Con il 31 Agosto si è conclusa dal punto di vista meteorologico la stagione estiva 2009, evidenziando una potenza che ricorda la micidiale stagione del 2003. Se infatti le temperature, per quanto elevate, non hanno raggiunto i valori record del 2003, la continuità e regolarità con cui la canicola ha scandito queste giornate estive ha distinto la stagione 2009. In particolare durante questo mese di Agosto l’estate ha mostrato i muscoli con continue giornate caratterizzate da massime diffusamente e abbondantemente superiori ai 30°C. Ad un profilo termico così elevato, che presenta anomalie termiche di 3°C/7°C sia nelle minime che nelle massime, si aggiunge un profilo pluviometrico caratterizzato da precipitazioni assai scarse se non assenti, con numerose località in cui non è piovuto per oltre 40 giorni.
L’Isac-Cnr ha reso noti i dati ufficiali relativi all’andamento climatico del mese di agosto in Italia e secondo l’Istituto quello appena trascorso è stato il terzo agosto più caldo da quando vengono effettuate rilevazioni sistematiche, ovverosia dal 1800!!
A detta dell’Isac infatti il mese scorso sul territorio nazionale è caduto soltanto il 26% della pioggia attesa. Si tratta dell’ottavo agosto più secco degli ultimi 209 anni e soltanto il 1802 fece peggio con un perentorio -87%.
Come detto dal punto di vista pluviometrico il mese è stato molto siccitoso: a livello nazionale sono caduti 25 mm contro una media di 44 mm (-43%). Molto siccitosa la Sicilia (caduti 2 mm contro una media di 12 mm = – 87%), poi il Sud (12 mm contro una media di 26 mm = -54 %), il Centro (22 mm contro un media di 39 mm = – 43%), il Nord (42 mm contro una media di 69 mm = -40%).
Molte aree viticole sono state interessate da vistosi e negativi fenomeni legati al mese di agosto: il gran caldo estivo e le scarse riserve idriche hanno colto le viti in un momento importante delle loro fase fenologica, facendo rilevare ingiallimenti e disseccamenti delle foglie basali e nei casi più gravi anche l’appassimento di alcuni grappoli.
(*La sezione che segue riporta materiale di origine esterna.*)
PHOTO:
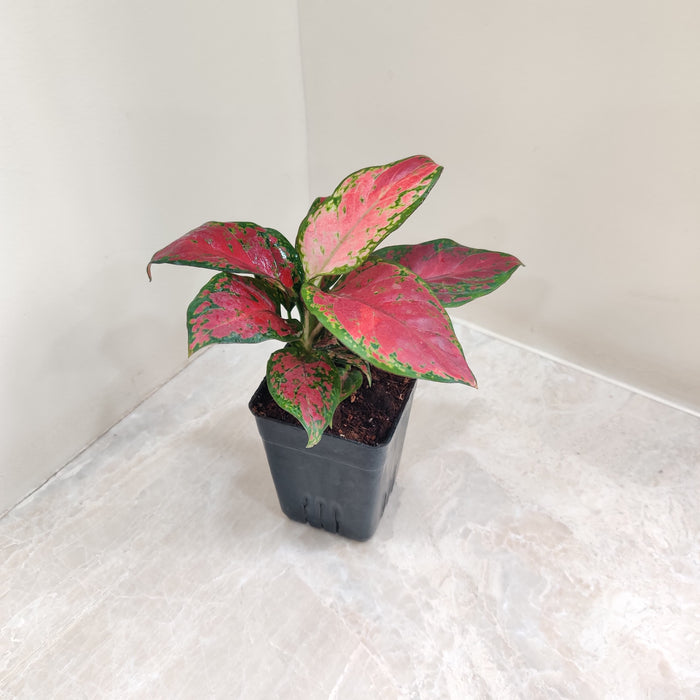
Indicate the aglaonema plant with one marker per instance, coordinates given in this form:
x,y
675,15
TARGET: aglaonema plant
x,y
337,301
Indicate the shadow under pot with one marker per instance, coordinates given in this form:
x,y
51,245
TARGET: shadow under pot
x,y
343,483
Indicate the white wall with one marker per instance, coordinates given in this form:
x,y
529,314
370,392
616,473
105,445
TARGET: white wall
x,y
570,132
123,124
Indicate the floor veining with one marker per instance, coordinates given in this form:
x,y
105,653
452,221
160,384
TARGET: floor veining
x,y
542,541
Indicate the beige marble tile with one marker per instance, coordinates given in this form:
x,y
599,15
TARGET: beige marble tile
x,y
542,541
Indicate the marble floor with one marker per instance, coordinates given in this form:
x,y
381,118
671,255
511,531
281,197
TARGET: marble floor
x,y
542,541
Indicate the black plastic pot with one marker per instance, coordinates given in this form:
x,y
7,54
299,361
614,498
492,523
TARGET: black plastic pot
x,y
339,485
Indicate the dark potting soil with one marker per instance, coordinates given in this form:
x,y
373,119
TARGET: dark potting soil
x,y
367,416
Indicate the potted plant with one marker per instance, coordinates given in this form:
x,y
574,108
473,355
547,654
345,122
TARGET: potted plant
x,y
353,318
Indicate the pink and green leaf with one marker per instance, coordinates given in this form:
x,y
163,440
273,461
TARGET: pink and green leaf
x,y
340,231
235,247
386,314
307,385
455,273
232,309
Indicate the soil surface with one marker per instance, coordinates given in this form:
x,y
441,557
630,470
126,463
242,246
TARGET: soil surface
x,y
367,416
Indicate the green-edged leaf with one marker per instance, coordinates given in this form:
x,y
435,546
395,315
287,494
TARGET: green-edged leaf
x,y
233,247
456,274
340,231
387,314
307,385
232,309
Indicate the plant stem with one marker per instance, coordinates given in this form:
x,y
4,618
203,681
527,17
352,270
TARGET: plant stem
x,y
311,329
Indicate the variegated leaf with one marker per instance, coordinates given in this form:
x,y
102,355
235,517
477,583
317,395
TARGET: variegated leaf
x,y
232,309
307,385
387,314
456,274
340,231
235,247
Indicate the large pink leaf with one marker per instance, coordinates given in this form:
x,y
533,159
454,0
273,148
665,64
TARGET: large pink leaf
x,y
340,231
387,314
232,309
235,247
307,385
455,273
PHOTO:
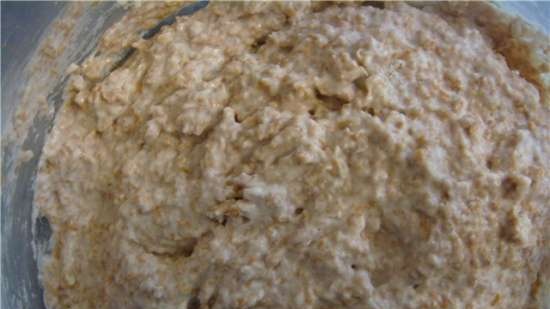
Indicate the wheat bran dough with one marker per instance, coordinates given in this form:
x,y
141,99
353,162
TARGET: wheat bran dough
x,y
295,155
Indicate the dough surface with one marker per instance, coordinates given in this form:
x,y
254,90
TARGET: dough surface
x,y
295,155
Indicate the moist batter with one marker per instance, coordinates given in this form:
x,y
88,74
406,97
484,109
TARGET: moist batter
x,y
288,155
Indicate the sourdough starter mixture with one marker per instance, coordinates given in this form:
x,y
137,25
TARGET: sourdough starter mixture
x,y
288,155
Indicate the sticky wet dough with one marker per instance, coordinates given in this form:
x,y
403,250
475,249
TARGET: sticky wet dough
x,y
295,155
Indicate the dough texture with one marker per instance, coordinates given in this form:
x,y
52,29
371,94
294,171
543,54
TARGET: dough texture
x,y
296,155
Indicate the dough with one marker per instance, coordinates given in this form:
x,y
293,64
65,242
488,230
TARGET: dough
x,y
295,155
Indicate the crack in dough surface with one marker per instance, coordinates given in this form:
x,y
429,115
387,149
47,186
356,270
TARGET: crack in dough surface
x,y
295,155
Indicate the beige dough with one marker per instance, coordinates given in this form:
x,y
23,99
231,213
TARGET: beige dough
x,y
287,155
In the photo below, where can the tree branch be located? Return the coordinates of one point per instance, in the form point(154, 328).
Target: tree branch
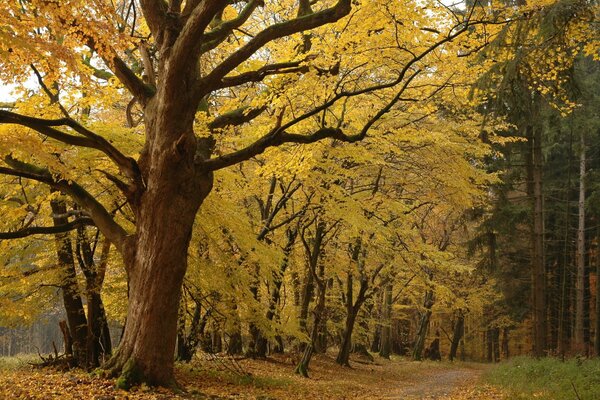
point(278, 136)
point(235, 117)
point(276, 31)
point(101, 217)
point(155, 13)
point(127, 165)
point(215, 37)
point(259, 74)
point(46, 230)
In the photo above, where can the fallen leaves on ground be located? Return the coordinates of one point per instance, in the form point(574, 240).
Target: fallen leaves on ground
point(228, 378)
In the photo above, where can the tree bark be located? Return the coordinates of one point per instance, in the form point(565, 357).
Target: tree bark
point(352, 306)
point(459, 329)
point(76, 319)
point(580, 282)
point(386, 327)
point(423, 326)
point(597, 337)
point(534, 136)
point(157, 260)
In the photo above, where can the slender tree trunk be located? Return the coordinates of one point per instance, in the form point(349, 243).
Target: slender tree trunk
point(314, 251)
point(580, 282)
point(76, 319)
point(376, 341)
point(156, 256)
point(562, 312)
point(505, 340)
point(534, 135)
point(302, 367)
point(386, 327)
point(352, 306)
point(597, 337)
point(423, 326)
point(459, 329)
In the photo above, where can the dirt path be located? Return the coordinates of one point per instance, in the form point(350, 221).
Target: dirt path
point(440, 384)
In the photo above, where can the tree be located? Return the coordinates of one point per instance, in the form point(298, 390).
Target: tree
point(192, 61)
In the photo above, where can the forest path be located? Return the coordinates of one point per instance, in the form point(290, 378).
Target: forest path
point(439, 383)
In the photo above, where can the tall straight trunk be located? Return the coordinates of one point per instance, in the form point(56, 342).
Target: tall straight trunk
point(376, 341)
point(459, 329)
point(98, 337)
point(597, 337)
point(76, 319)
point(303, 364)
point(423, 326)
point(505, 340)
point(261, 341)
point(386, 328)
point(534, 136)
point(314, 251)
point(352, 306)
point(156, 256)
point(562, 311)
point(580, 280)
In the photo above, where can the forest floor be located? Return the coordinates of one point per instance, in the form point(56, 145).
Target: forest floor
point(218, 378)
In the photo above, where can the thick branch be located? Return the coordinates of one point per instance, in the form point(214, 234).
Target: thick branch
point(276, 31)
point(278, 136)
point(155, 13)
point(101, 217)
point(215, 37)
point(46, 230)
point(188, 45)
point(127, 165)
point(259, 74)
point(235, 117)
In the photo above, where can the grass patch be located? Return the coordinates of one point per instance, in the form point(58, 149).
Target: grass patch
point(228, 377)
point(547, 378)
point(18, 361)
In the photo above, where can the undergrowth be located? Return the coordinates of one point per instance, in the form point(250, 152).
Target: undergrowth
point(548, 378)
point(18, 361)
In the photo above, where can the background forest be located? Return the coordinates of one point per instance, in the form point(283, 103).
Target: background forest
point(445, 204)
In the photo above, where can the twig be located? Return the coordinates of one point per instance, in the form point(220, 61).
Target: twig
point(575, 389)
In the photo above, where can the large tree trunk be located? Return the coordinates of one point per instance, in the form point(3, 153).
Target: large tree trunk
point(459, 330)
point(157, 257)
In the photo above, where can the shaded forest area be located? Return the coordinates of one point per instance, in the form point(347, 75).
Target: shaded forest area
point(249, 179)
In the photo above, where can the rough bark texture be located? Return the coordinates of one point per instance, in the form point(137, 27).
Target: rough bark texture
point(459, 329)
point(535, 163)
point(386, 328)
point(579, 344)
point(165, 214)
point(76, 319)
point(423, 326)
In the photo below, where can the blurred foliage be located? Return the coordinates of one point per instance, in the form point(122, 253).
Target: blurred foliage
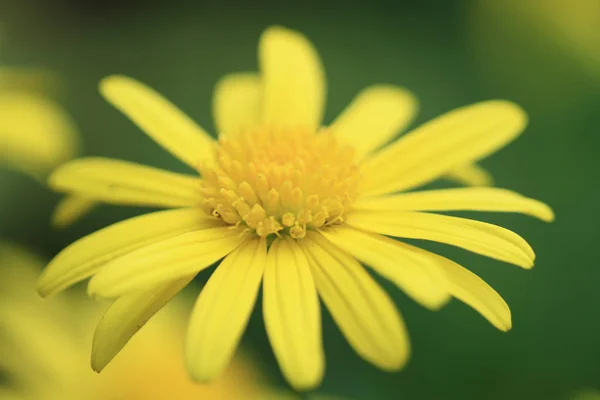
point(449, 54)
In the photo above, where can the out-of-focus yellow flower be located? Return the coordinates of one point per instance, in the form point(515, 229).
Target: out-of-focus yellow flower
point(36, 134)
point(45, 349)
point(295, 206)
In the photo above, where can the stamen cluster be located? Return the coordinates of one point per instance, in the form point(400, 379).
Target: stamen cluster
point(280, 181)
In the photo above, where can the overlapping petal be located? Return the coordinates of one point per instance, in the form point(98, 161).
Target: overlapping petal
point(223, 309)
point(292, 315)
point(159, 118)
point(479, 237)
point(70, 209)
point(164, 260)
point(126, 316)
point(293, 80)
point(413, 273)
point(364, 312)
point(464, 199)
point(374, 117)
point(122, 182)
point(455, 139)
point(86, 256)
point(237, 103)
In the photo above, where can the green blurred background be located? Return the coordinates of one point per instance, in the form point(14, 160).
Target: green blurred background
point(449, 54)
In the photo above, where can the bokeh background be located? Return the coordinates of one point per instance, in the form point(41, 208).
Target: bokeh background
point(544, 55)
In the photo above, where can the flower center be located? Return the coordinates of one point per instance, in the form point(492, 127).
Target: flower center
point(280, 182)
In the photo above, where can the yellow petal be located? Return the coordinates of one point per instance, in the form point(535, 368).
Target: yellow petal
point(467, 199)
point(71, 209)
point(473, 291)
point(236, 103)
point(374, 117)
point(479, 237)
point(35, 133)
point(364, 312)
point(292, 315)
point(83, 258)
point(159, 118)
point(164, 260)
point(293, 79)
point(450, 141)
point(126, 316)
point(222, 310)
point(122, 182)
point(414, 274)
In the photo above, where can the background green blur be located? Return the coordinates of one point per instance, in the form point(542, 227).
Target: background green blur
point(449, 53)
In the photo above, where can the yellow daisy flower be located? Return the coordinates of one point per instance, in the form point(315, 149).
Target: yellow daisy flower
point(296, 206)
point(44, 349)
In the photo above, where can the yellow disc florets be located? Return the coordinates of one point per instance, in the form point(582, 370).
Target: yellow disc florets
point(280, 181)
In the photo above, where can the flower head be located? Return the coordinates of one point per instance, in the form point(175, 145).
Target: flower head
point(301, 208)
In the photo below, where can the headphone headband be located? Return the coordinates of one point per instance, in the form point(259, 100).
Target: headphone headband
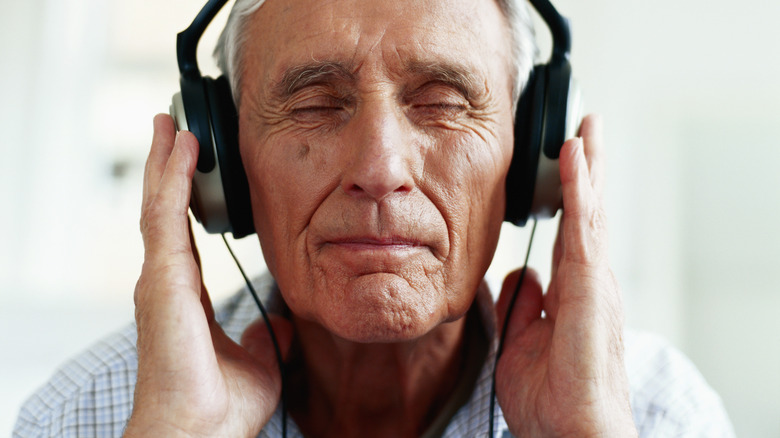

Alla fine del mese alcune uve si sono trovate passe e “mature” più per concentrazione dei loro contenuti che non per andamento fisiologico.
Con queste caratteristiche alcune vendemmie si sono già svolte anzitempo, in particolare per le varietà precoci (anche se in generale e per tutte le varietà siamo in anticipo sulle date canoniche di raccolta). Oltre ai problemi legati alla qualità diretta delle uve quest’anno si sommano quelli legati alla raccolta della stessa, effettuate in condizioni non ottimali dovute alle elevate temperature acculate all’interno degli acini, che hanno avuto bisogno di particolari attenzioni per la vinificazione.
Se allarghiamo lo sguardo alla situazione Europea, ci accorgeremo che l’anomalia termica ha abbracciato tutto il continente. Praticamente nessun stato ha fatto registrare valori sotto la media, tranne alcune microregioni. In un tale contesto meteo-climatico ovviamente anche le piogge sono state molto scarse.
In conclusione è andata molto bene per i vacanzieri e un po’ meno per i viticoltori…. che già hanno pochi problemi da risolvere.